Intéressés par les maisons à ossature acier, Monsieur et Madame X ont confié la construction de leur maison individuelle à la Société Y sur un terrain qu’ils avaient acquis.
La société Y a présenté à Monsieur et Madame X, Monsieur Z architecte.
Ce dernier s’est vu confier une « mission de maîtrise d’œuvre de conception » avec établissement du dossier permis de construire et des plans d’exécution à l’exclusion de toute mission d’exécution et de suivi de travaux.
Lors de l’exécution des travaux de construction et notamment lors de la réalisation des terrassements, un problème d’implantation de la maison est apparu.
En effet, l’entreprise de gros œuvre s’est aperçue que si l’ouvrage était implanté conformément aux plans de l’architecte, l’immeuble serait totalement enterré, la toiture étant quasiment au niveau de la route.
Les époux X ont assigné le constructeur ( Société Y) et l’architecte ( Monsieur Z) devant le juge des référés aux fins de voir ordonner une expertise judiciaire.

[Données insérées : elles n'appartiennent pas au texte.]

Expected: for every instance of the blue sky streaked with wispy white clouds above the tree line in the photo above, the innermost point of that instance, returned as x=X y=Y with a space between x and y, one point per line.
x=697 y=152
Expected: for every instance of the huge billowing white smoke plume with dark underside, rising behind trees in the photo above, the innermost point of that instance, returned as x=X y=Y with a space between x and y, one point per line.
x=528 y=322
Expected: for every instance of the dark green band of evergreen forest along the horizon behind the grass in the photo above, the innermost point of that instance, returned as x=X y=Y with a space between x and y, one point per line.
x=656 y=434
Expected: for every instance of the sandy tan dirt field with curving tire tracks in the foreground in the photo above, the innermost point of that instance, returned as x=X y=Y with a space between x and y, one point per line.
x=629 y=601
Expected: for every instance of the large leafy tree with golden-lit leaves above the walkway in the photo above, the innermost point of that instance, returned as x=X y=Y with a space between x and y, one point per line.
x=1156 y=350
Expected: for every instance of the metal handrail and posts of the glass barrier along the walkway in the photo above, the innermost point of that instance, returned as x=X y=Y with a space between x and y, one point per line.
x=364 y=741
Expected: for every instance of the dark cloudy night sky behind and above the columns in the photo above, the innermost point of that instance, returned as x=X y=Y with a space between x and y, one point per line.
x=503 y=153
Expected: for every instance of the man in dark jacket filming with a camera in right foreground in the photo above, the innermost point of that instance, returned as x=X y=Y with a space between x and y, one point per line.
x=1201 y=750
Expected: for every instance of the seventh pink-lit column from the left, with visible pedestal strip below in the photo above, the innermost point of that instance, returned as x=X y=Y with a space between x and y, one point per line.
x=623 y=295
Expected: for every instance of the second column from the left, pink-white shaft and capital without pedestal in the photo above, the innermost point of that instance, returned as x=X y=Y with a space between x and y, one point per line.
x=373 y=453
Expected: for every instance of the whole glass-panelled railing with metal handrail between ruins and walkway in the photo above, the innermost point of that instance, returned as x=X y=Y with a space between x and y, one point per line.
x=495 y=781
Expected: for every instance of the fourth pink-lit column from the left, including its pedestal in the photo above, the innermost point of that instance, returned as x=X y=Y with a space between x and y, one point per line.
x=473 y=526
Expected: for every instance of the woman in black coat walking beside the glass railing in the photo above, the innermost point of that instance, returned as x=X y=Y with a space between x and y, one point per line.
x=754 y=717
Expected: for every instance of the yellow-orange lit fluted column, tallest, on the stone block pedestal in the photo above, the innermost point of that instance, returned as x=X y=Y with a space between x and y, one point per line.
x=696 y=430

Il s’est avéré lors des premières opérations d’expertise que l’implantation telle qu’elle a été prévue au permis de construire était impossible à réaliser sur le terrain.
Monsieur Z architecte soutient qu’il n’avait à sa charge aucune visite sur le terrain et que, dès lors, le problème de l’implantation relevait exclusivement de l’obligation de la société Y.
Ainsi, se posait la question de l’étendue des missions de l’architecte chargé de la conception de la maison et des responsabilités qui en découlent.
Il convient de rappeler que l’architecte n’est tenu que dans les limites de sa mission.
En effet, la responsabilité de l’architecte se rattache tout d’abord au contrat liant ce dernier au maître de l’ouvrage.
La mise en jeu de la responsabilité contractuelle de l’architecte peut résulter d’un manquement à son obligation de conseil mais aussi d’une faute dans sa mission de conception et de direction des travaux.
Comme tout professionnel, l’architecte est tenu envers le maître d’ouvrage d’une obligation précontractuelle de renseignement.
Ce devoir de conseil est largement entendu.
Tout d’abord, l’architecte doit vérifier la faisabilité du projet souhaité par son client.
Aussi, la responsabilité de l’architecte peut être engagée en raison d’une faute commise dans la conception de l’ouvrage.
Le vice de conception peut apparaître dès l’élaboration du programme de travaux et consister en une violation d’une disposition légale ou règlementaire ou en une inadéquation du projet au terrain.
C’est sur ce terrain que le Tribunal de grande instance de Thionville s’est placé pour condamner l’architecte.
En effet, dans son jugement en date du 15 juin 2012, le juge a estimé qu’au vu du contrat d’architecte mentionnant « mission de maîtrise d’œuvre de conception » Monsieur Y architecte, chargé de la conception, devait, dans l’élaboration des plans de situation, y intégrer l’implantation de l’immeuble laquelle ne saurait être dissociée artificiellement de la conception.
Il ajoute en outre que les plans établis par ses soins le sont « in situ », avec le dénivelé, ce qui tend à démontrer qu’il avait pris en compte ce paramètre, ou du moins en avait connaissance et devait dès lors, dans le cadre de sa mission, établir les plans en conséquence.
En l’espèce, il est reproché à l’architecte chargé de la mission de maîtrise d’œuvre de conception de ne pas avoir examiné si le terrain permettait la réalisation de la construction de la maison
Autrement dit, l’architecte devait établir ses plans en tenant compte de l’implantation de l’immeuble puisque celle-ci faisait partie de sa mission de conception.
A défaut, il a commis une faute contractuelle à l’égard du maître de l’ouvrage.
Ainsi, le jugement du Tribunal de grande instance est conforme à la jurisprudence de la Cour de cassation selon laquelle « L’architecte, tenu à un devoir de conseil envers le maître de l’ouvrage, doit concevoir un projet réalisable…»
(Cass. 3e civ, 25 fév. 1998 : Juris-Data n° 1998-000835 ;RD imm.1998, p.258)
La Cour de cassation avait auparavant initié cette jurisprudence tendant à une conception extensive des missions de l’architecte dans un arrêt du 3 juillet 1996 au terme duquel un architecte a vu sa responsabilité engagée pour défaut d’analyse du sol et du sous-sol alors que ce dernier avait été, à titre gracieux, chargé exclusivement d’une mission de conception.(Cass 3e civ, 3 juill1996, N° 94-16.827, 94-18.377).
Ainsi, les juges tendent à élargir les missions et les obligations de l’architecte ce qui permet en cas de non-respect de ses obligations de rechercher sa responsabilité.